T.W. Barritt at Culinary Types says
I love salads like this, and I'm jealous that you have such easy access to Point Reyes blue! The restaurant looks like a lovely spot – hopefully Dorothy can revive memories with the cookbook. Meantime, your holiday celebrations sound SOOO tasty!
Jane says
Hi Debby–
You took the words right out of my mouth, so to speak! It's definitely time to "detox" from all the Christmas treats and rich delicacies. Your salad looks refreshingly enticing. Beautiful blog you have!
Jane
TKW says
Sounds like you are enjoying your vacation! And you KNOW that the salad is my favorite–it's my Crack Salad!!!!!
Dorothy says
Aww,shucks Debby! You got me all misty-eyed over the Old Bath House salad. Beautiful photo of my favorite place on the planet. I miss the OBH everyday. It was a magical meeting place for friends, lovers & foodies alike. The OBH recipe files are always open for you, Miss Blogger. Happy New Year-Love to you & yours, D
The Short (dis)Order Cook says
I'm admiring your ability to stay on track with "undoing" Christmas. I seem to be "detoxing" by snacking on the chocolate truffles a coworker gave me.
Such a sad story about that restaurant. I know I would be devastated if one of my favorite restaurants closed. There are two places that are very special to hubby and me and I'd hate to see either one go!
luvtocook says
I am so with you. After the New Year all I want for a while is a salad. I love pears and chese especially blue -cheese.
Ciao Chow Linda says
That salad looks inviting and just what I need after all this rich food I've been eating. I make pecans similar to yours and yes, they are addictive.
Muneeba says
Oh blue cheeeeeeeeese .. how I've missed u during this pregnancy!
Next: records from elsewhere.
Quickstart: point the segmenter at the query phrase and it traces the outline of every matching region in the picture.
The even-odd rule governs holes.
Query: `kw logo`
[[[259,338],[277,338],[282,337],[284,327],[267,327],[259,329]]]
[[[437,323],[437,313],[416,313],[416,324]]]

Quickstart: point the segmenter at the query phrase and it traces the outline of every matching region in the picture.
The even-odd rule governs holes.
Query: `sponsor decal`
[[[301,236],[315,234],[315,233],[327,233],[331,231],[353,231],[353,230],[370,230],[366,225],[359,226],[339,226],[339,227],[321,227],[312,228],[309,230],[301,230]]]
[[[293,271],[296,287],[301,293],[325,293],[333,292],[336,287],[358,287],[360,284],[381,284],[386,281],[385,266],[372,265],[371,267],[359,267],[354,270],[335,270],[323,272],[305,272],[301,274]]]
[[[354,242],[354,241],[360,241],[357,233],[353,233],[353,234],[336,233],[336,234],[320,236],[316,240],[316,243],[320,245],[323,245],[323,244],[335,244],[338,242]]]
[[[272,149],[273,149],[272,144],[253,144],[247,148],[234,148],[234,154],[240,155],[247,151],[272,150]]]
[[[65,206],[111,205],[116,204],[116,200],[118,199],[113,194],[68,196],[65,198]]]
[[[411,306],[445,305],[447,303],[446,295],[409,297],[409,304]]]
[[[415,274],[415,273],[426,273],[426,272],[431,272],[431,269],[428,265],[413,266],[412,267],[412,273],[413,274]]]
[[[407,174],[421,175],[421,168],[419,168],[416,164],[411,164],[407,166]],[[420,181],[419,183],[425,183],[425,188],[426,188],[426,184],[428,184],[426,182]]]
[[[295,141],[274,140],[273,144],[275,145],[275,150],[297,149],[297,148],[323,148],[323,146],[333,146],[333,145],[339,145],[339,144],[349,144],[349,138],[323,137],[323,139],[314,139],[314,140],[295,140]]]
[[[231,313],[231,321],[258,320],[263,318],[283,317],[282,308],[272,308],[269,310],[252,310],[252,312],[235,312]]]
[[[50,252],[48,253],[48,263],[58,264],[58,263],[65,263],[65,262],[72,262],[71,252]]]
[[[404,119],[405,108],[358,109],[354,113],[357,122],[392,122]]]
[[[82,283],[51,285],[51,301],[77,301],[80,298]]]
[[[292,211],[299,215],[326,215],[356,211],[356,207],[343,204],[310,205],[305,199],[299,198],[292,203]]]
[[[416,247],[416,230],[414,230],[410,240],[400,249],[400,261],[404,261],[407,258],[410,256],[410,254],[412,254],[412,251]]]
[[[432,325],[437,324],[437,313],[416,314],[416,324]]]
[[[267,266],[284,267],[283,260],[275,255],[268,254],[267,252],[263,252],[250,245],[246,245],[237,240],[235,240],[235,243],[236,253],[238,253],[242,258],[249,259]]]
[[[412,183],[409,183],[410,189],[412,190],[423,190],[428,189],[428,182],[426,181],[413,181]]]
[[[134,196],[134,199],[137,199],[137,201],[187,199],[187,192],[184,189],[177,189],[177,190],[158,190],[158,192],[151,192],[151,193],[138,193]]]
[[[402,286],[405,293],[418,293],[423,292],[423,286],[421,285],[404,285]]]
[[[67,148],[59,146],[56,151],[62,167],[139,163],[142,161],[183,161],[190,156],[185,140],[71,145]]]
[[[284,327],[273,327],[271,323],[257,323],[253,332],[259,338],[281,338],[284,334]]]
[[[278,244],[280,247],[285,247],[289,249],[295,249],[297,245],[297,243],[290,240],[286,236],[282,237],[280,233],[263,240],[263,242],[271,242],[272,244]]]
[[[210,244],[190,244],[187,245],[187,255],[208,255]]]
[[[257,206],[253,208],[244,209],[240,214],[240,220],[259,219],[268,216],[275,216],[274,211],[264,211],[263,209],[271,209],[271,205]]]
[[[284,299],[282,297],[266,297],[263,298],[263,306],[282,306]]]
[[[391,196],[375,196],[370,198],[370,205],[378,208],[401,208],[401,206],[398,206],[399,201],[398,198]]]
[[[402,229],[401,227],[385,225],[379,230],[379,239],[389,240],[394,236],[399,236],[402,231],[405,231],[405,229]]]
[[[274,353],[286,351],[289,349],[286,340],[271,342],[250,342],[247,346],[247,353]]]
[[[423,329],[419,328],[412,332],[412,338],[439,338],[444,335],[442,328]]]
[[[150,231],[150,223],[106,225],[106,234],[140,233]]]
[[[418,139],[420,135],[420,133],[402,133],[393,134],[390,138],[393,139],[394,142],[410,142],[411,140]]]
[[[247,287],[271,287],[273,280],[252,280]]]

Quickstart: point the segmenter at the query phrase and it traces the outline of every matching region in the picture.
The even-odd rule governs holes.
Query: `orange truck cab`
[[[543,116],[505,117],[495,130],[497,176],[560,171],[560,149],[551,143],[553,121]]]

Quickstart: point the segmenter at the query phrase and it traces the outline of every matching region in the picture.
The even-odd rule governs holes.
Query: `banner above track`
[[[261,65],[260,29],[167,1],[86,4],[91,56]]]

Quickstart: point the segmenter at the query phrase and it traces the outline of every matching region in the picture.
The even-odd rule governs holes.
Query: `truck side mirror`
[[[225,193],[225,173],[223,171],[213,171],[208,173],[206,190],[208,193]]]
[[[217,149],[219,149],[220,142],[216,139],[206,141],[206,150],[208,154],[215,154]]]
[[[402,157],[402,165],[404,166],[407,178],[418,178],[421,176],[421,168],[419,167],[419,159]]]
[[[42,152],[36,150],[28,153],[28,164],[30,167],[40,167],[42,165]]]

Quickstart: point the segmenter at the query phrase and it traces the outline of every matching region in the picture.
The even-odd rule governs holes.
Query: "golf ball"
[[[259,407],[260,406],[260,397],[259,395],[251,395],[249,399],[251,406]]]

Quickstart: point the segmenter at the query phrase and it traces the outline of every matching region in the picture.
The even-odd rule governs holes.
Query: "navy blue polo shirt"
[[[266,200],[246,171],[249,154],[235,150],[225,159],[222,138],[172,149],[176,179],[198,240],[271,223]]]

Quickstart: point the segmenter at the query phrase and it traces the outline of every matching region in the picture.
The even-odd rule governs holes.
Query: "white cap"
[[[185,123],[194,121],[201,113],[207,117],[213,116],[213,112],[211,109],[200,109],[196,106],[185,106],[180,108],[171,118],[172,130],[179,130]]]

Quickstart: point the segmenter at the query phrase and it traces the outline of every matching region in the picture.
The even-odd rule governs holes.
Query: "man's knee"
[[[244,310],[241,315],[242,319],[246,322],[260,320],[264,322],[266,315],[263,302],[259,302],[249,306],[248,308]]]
Salad looks amazing Debby, and what a gorgeous pic of the Bath House.
Debinhawaii says
I love candied pecans and with the cheese and pears it is perfect!
Kitchen Exhaust says
look so yummy. "Doesn't this look healthy? (Well, the candied pecans are a small stretch, but just a few are okay by me.)" actually i think this is good for diet.
Anonymous says
You've just described my favorite salad.